Differences in movement variability may be related to a guarded response to pain or a less robust movement pattern, indicating a potential dysfunction in motor control. The study objective was to compare patterns of lumbo-pelvic coordinative variability, during repeated sit-to-stand-to-sit, in individuals with low back pain and healthy adults.

Methods:

Participants were adults with low back pain (n = 16) and healthy controls (n = 21).
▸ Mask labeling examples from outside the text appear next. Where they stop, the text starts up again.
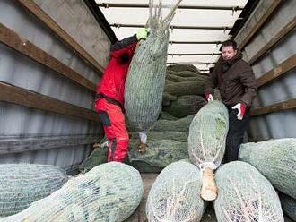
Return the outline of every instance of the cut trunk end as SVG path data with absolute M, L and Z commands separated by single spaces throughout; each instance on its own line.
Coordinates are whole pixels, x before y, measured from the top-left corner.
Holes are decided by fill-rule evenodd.
M 218 196 L 213 170 L 211 168 L 205 167 L 203 171 L 203 185 L 200 195 L 205 201 L 213 201 Z

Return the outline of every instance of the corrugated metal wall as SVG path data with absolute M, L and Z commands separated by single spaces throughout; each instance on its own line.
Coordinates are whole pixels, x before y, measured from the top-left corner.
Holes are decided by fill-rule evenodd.
M 268 1 L 262 1 L 268 2 Z M 256 19 L 262 9 L 257 8 L 250 16 L 248 23 L 256 25 Z M 290 22 L 295 27 L 296 1 L 282 1 L 267 21 L 260 28 L 253 39 L 244 48 L 247 60 L 251 60 L 269 43 L 276 35 L 280 35 L 283 29 Z M 253 64 L 257 78 L 274 70 L 276 73 L 281 72 L 281 63 L 295 56 L 296 53 L 295 28 L 284 35 L 277 44 L 266 51 Z M 295 64 L 293 60 L 293 65 Z M 292 68 L 258 89 L 258 95 L 254 101 L 253 110 L 258 107 L 274 105 L 296 98 L 296 70 Z M 285 137 L 296 137 L 296 110 L 287 109 L 252 117 L 248 137 L 251 141 L 263 141 Z
M 106 65 L 110 42 L 83 1 L 35 2 L 98 63 Z M 98 81 L 99 73 L 17 1 L 0 1 L 0 22 L 94 84 Z M 0 81 L 93 109 L 92 91 L 1 43 Z M 100 124 L 95 121 L 0 102 L 0 163 L 43 163 L 71 169 L 89 154 L 90 145 L 83 144 L 90 142 L 85 142 L 85 138 L 93 142 L 100 133 Z M 57 143 L 64 146 L 55 147 L 53 143 L 47 146 L 46 142 L 53 139 L 64 140 L 64 143 Z M 26 149 L 18 153 L 9 152 L 4 144 L 17 146 L 20 140 L 26 141 L 27 145 L 20 143 Z M 30 151 L 30 141 L 32 149 L 39 150 Z M 12 141 L 15 141 L 14 145 Z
Kinematics for the T12-L3, L3-S1, and hip segments were measured using electromagnetic motion capture during 10 sit-to-stand-to-sit trials. Continuous relative phase analysis using the Hilbert transform method determined coordination and variability of the Hip-L3S1, and L3S1-T12L3 segments, deconstructed into 4 periods (start/up/down/end). T-tests compared coordination and variability of the full task between groups, and a mixed ANOVA compared the effects of group and period for the two segments.

Findings:

Across the full task, the low back pain group demonstrated more variable (mean difference = −6.95, 95% CI = −12.3 to −1.59) and greater out-of-phase behavior (mean difference = −22.6, 95% CI = −39.1 to −6.03) in the LHip-L3S1 segment. Group-period interaction effects revealed greater variability in the start period (mean difference = −0.325, 95% CI = −0.493 to −0.156) and more out-of-phase behavior in the start (mean difference = −0.350, 95% CI = −0.549 to −0.150) and end (mean difference = −0.354, 95% CI = −0.602 to −0.105) periods for the LHip-L3S1 segment.

Interpretation:

Excessive variability may relate to reports of poor spinal proprioception in low back pain; however, based on our sample characteristics (low pain and disability) and lack of symptoms during the task, classifying our findings as dysfunctional may not be fully warranted.